To explain the various features of this project, we consider the following example -- All the files created in this example can be found here.

Suppose we have a dataset with one transmission event (we will later discuss how to deal with larger datasets). We store all the required files in a local directory path/to/directory/Transmission1.

The first step is to construct the underlying haplotypes, q*, in each segment by typing the following in the command line:

t=0
mkdir Transmission1_qStar #making a directory to deposit all the reconstructed haplotypes (make sure to check your local directory and where you create the files)
cd Transmission1_qStar
for i in HA MP NA NP NS PA PB1 PB2; do #these are the names of the folders for the 8 segments of influenza A and B and are sorted alphabetically
    mkdir test_$t #reconstructed haplotypes for the ith segment (following the alphabetical order above) will be saved in a folder named test_i 
	cd test_$t
	echo $i #this shows the segment for which the haplotype reconstruction is currently taking place (note that the progress here could be slow depending on how large is the Multi_locus_trajectories.out
	/path/to/directory/Codes/MLHapRec/./run_MLHapRec /path/to/directory/Transmission1/$i/Multi_locus_trajectories.out 660 1 10
    cd ..
	t=`expr $t + 1`
done

This creates a folder named Transmission1_qStar (make sure the folder is in your local directory where other folders, including Transmission1, are located) which contains 8 subfolders named test_0, test_1, ..., and test_7 with the corresponding reconstructed haplotype sets saved in the outcome_1.txt for each segment HA, MP, NA, NP, NS, PA, PB1, and PB2, respectively. Please check here for the explanation of ./run_MLHapRec input format.

Note that this step could take several minutes (hours) depending on how large your Multi_locus_trajectories.out files are.

The second step is to create simulated short-read data, x*, by typing:

C=660 #change this to your inferred noise parameter 
for s2 in `seq 1 100`; do
## Update path to .run file
/path/to/directory/Codes/Codes_for_xStar/SimRealObsCount.run -if /path/to/directory/Transmission1 -of /path/to/directory/Transmission1_xStar -simOnly true -importHapsMahan /path/to/directory/Transmission1_qStar -format Mahan -rmMonoSim false -C $C -ss $s2 -filterData False 
done

This creates a folder named Transmission1_xStar which contains 100 replica of the Multi_locus_trajectories.out for each segment of Transmission1 assuming a noise parameter C=660 and a fixed random \ generator -ss $s2 for each replicate sample -- You can change the total number of replica by changing the for loop for s2 in seq 1 NUMBER; do and the noise parameter C=VALUE. A detailed explanation of what each flag does can be found here.

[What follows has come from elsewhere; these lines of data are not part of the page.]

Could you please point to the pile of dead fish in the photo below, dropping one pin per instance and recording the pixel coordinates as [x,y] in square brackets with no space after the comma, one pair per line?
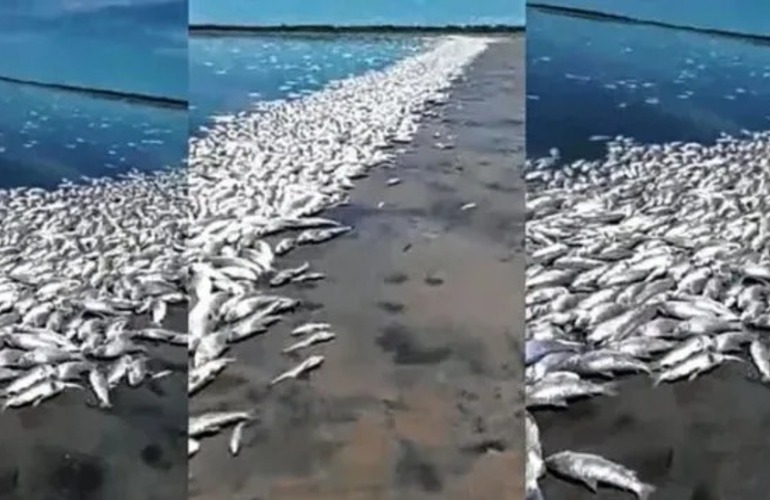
[653,260]
[258,183]
[78,266]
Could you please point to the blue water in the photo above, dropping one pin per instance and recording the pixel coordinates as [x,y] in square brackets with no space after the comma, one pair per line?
[138,46]
[744,16]
[228,74]
[46,136]
[592,78]
[357,12]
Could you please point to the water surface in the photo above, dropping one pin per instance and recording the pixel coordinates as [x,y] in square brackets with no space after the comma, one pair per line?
[348,12]
[47,135]
[590,79]
[228,74]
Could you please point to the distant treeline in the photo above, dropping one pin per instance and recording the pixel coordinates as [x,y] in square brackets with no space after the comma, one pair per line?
[217,29]
[149,100]
[603,16]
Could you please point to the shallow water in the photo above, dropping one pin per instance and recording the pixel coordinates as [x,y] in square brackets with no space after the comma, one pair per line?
[750,18]
[138,47]
[398,12]
[48,135]
[414,400]
[590,78]
[227,74]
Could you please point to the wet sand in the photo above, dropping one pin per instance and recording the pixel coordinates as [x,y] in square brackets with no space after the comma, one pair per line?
[68,449]
[704,440]
[417,397]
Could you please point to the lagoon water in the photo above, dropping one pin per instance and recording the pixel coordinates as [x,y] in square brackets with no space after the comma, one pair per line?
[589,78]
[46,136]
[139,48]
[229,73]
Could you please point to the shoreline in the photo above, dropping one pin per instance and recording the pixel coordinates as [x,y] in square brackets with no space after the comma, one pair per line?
[115,95]
[214,30]
[616,18]
[413,400]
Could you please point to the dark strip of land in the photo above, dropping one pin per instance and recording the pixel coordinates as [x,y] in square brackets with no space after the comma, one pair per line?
[225,30]
[149,100]
[603,16]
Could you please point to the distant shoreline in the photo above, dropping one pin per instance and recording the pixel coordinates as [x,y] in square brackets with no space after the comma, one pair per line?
[603,16]
[328,29]
[149,100]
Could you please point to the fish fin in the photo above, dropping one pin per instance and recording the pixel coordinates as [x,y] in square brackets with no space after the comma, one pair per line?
[645,491]
[591,484]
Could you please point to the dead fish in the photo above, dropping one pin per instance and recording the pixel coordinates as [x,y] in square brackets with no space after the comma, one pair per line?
[315,338]
[310,363]
[592,470]
[236,437]
[310,328]
[760,355]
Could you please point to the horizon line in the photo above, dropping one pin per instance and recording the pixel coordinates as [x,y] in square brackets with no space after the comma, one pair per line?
[117,95]
[198,29]
[605,16]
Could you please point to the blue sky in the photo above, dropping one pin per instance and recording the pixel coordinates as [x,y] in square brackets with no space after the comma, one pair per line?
[746,16]
[403,12]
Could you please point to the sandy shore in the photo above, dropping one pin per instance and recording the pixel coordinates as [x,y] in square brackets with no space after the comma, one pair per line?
[704,440]
[415,400]
[67,449]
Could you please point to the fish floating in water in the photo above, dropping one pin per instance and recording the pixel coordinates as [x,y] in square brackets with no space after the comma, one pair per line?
[259,183]
[653,260]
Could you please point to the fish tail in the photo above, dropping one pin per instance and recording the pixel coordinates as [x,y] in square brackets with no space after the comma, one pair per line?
[534,494]
[645,491]
[610,389]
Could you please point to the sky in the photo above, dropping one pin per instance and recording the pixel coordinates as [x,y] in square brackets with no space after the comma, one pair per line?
[745,16]
[356,12]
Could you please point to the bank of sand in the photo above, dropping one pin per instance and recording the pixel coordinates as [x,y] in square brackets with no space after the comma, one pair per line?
[67,449]
[702,440]
[416,399]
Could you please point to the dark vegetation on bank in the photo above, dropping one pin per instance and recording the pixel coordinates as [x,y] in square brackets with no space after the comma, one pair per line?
[603,16]
[149,100]
[321,29]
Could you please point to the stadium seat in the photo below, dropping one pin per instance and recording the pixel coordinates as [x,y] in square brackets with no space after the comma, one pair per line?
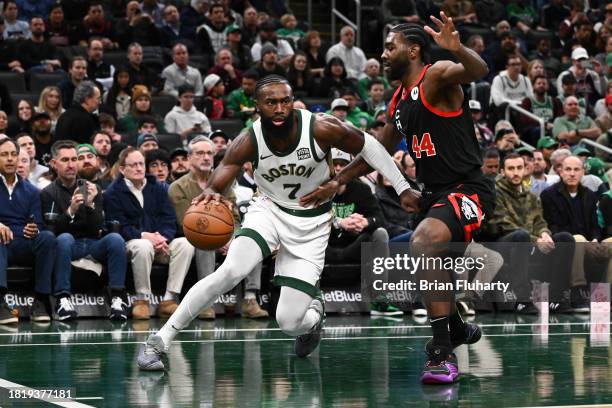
[38,81]
[169,141]
[14,81]
[162,104]
[231,127]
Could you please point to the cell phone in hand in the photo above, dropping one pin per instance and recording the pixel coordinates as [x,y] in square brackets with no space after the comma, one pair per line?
[82,185]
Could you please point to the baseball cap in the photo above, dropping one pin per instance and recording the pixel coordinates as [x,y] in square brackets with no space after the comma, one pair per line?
[86,148]
[338,154]
[232,28]
[179,151]
[596,167]
[146,137]
[524,150]
[547,142]
[582,151]
[339,103]
[211,81]
[218,133]
[475,105]
[579,53]
[267,48]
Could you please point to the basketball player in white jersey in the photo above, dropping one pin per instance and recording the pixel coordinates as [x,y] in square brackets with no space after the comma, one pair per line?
[289,149]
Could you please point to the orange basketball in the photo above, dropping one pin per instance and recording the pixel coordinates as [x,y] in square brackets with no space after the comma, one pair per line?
[208,226]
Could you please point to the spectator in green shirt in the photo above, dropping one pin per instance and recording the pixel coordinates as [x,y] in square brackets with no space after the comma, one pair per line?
[573,126]
[372,71]
[241,101]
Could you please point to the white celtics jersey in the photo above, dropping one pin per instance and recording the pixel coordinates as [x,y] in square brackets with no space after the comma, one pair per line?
[286,176]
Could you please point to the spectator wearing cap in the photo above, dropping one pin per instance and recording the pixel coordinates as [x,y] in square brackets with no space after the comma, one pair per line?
[148,224]
[210,36]
[571,207]
[173,31]
[181,73]
[157,163]
[184,118]
[486,134]
[339,109]
[372,73]
[77,224]
[241,102]
[147,142]
[572,126]
[179,163]
[226,70]
[214,102]
[268,64]
[589,84]
[267,35]
[43,139]
[241,53]
[375,98]
[355,115]
[353,57]
[543,105]
[221,140]
[79,121]
[604,121]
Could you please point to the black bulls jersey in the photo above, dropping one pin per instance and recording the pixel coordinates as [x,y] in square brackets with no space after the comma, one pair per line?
[443,145]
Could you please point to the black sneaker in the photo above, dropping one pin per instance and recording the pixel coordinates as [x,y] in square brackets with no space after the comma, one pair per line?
[6,314]
[562,307]
[64,309]
[39,312]
[580,299]
[118,309]
[307,343]
[441,366]
[525,308]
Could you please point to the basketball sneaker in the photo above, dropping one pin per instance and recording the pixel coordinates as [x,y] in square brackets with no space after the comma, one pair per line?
[441,366]
[472,334]
[149,357]
[307,343]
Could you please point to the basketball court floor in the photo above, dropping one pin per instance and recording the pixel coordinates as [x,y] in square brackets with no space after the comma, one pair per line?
[361,362]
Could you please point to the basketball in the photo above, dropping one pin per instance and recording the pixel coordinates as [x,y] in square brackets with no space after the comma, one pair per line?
[208,226]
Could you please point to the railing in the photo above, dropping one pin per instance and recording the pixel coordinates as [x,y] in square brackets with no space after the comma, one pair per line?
[519,109]
[595,145]
[356,26]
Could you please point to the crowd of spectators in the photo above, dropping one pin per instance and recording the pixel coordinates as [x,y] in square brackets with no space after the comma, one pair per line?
[88,173]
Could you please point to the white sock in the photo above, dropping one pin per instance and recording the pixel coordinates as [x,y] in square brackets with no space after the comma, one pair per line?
[205,291]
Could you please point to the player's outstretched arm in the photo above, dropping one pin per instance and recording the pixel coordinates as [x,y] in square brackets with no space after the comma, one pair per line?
[240,151]
[331,132]
[470,67]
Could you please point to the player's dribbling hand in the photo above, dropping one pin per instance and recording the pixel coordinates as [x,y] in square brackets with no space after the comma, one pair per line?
[322,194]
[410,200]
[448,37]
[209,196]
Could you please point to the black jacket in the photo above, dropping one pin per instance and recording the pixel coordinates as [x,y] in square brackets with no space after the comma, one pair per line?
[87,223]
[76,124]
[397,220]
[357,198]
[561,216]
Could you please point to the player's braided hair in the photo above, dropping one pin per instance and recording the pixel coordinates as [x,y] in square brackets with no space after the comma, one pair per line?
[268,80]
[414,34]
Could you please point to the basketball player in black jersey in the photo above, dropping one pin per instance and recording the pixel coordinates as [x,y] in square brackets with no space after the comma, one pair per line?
[431,112]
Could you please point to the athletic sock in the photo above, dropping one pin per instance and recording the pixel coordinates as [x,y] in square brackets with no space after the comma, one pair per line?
[439,326]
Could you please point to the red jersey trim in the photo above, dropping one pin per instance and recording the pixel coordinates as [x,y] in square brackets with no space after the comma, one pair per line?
[436,111]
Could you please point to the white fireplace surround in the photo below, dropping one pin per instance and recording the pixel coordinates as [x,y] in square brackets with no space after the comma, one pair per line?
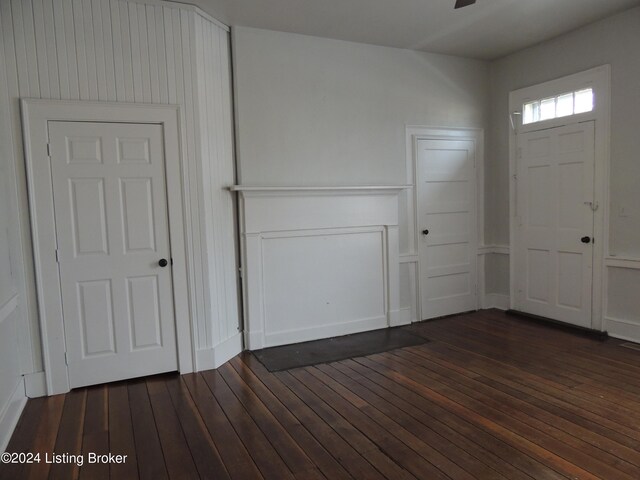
[318,262]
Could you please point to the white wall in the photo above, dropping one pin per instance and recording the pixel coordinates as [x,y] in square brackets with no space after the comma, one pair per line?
[313,111]
[613,41]
[125,51]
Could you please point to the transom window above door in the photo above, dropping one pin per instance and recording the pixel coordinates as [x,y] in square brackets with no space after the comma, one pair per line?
[563,105]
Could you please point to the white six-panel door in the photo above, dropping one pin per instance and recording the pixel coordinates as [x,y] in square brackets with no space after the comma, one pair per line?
[446,192]
[110,206]
[554,223]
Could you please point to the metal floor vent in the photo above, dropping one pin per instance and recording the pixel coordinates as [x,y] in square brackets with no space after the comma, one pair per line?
[632,346]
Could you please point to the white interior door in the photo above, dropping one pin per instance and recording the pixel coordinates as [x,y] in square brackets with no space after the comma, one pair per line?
[111,219]
[446,189]
[554,223]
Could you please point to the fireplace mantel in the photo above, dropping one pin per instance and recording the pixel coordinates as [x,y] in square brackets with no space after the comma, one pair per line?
[318,261]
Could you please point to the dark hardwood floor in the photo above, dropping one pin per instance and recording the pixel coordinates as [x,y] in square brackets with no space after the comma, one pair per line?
[490,397]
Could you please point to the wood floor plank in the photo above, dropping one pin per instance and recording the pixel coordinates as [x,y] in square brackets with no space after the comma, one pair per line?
[150,458]
[351,459]
[599,410]
[177,456]
[442,444]
[503,449]
[489,397]
[121,439]
[43,439]
[559,403]
[539,437]
[304,439]
[351,434]
[69,438]
[293,456]
[426,426]
[236,459]
[95,434]
[205,454]
[594,454]
[389,435]
[264,455]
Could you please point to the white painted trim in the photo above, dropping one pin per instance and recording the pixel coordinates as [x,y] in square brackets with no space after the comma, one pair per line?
[495,249]
[289,212]
[10,414]
[599,79]
[405,316]
[496,300]
[624,329]
[35,384]
[220,354]
[250,190]
[414,133]
[623,262]
[36,115]
[409,259]
[9,307]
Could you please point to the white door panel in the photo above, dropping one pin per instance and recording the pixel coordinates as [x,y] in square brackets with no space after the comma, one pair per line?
[446,181]
[112,229]
[555,188]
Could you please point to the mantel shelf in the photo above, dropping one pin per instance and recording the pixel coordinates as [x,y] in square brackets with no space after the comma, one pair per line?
[324,188]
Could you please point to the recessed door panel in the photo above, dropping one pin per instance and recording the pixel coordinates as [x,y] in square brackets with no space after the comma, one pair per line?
[144,312]
[88,216]
[137,208]
[95,304]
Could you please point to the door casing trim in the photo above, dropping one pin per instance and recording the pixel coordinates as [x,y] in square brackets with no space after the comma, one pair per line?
[36,114]
[599,79]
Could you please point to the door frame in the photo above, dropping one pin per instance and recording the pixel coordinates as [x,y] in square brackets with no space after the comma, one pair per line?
[599,79]
[35,117]
[415,133]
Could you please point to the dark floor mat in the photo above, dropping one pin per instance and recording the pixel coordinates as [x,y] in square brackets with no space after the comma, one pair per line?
[276,359]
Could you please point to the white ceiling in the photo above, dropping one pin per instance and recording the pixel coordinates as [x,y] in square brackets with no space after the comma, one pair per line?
[487,30]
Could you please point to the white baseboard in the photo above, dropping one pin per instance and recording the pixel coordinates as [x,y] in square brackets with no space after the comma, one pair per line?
[623,329]
[10,414]
[35,384]
[497,300]
[405,316]
[220,354]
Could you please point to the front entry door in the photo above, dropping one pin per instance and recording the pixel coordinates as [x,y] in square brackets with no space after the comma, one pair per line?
[446,189]
[111,218]
[553,242]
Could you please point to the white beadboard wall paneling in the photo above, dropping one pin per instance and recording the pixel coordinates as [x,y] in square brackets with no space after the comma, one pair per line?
[133,51]
[212,49]
[11,148]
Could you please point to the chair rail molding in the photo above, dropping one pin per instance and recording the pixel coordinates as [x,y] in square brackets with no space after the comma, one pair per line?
[318,261]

The third step is to infer the frequency of the reconstructed haplotypes for each replicate sample x*. We call this the q** set. Note that in this step, no haplotype reconstruction takes place, but we rather (re)infer the frequency of our initially reconstructed haplotype set Transmission1_qStar by typing the following commands:

C=660 #change this to your inferred noise parameter 
mkdir Transmission1_qStarStar  #making a directory to deposit all the re-inferred haplotype frequencies q**
for s in `seq 1 100`; do #this varies from 1 to the total number of replicate samples which, in this case, we set to be equal to 100
   echo $s
   cd /path/to/directory/Transmission1_qStarStar
   mkdir Seed_$s #making a directory to deposit the re-inferred frequencies of set $s
   cd ..
   for t in `seq 0 7`; do
   Codes/./run_qstarstar /path/to/directory/Transmission1_xStar/Seed_$s/SimulatedData_Mahan_Gene_$t.dat /path/to/directory/Transmission1_qStar/test_$t/outcome_1.txt /path/to/directory/Transmission1_qStarStar/Seed_$s qStarStar_$t.txt $C
   done
done

This creates a directory Transmission1_qStarStar with all the inferred haplotype frequencies q** (taken from x*) stored in folders Seed_$s where $s goes from 1 to 100 to cover all the 100 replicate samples.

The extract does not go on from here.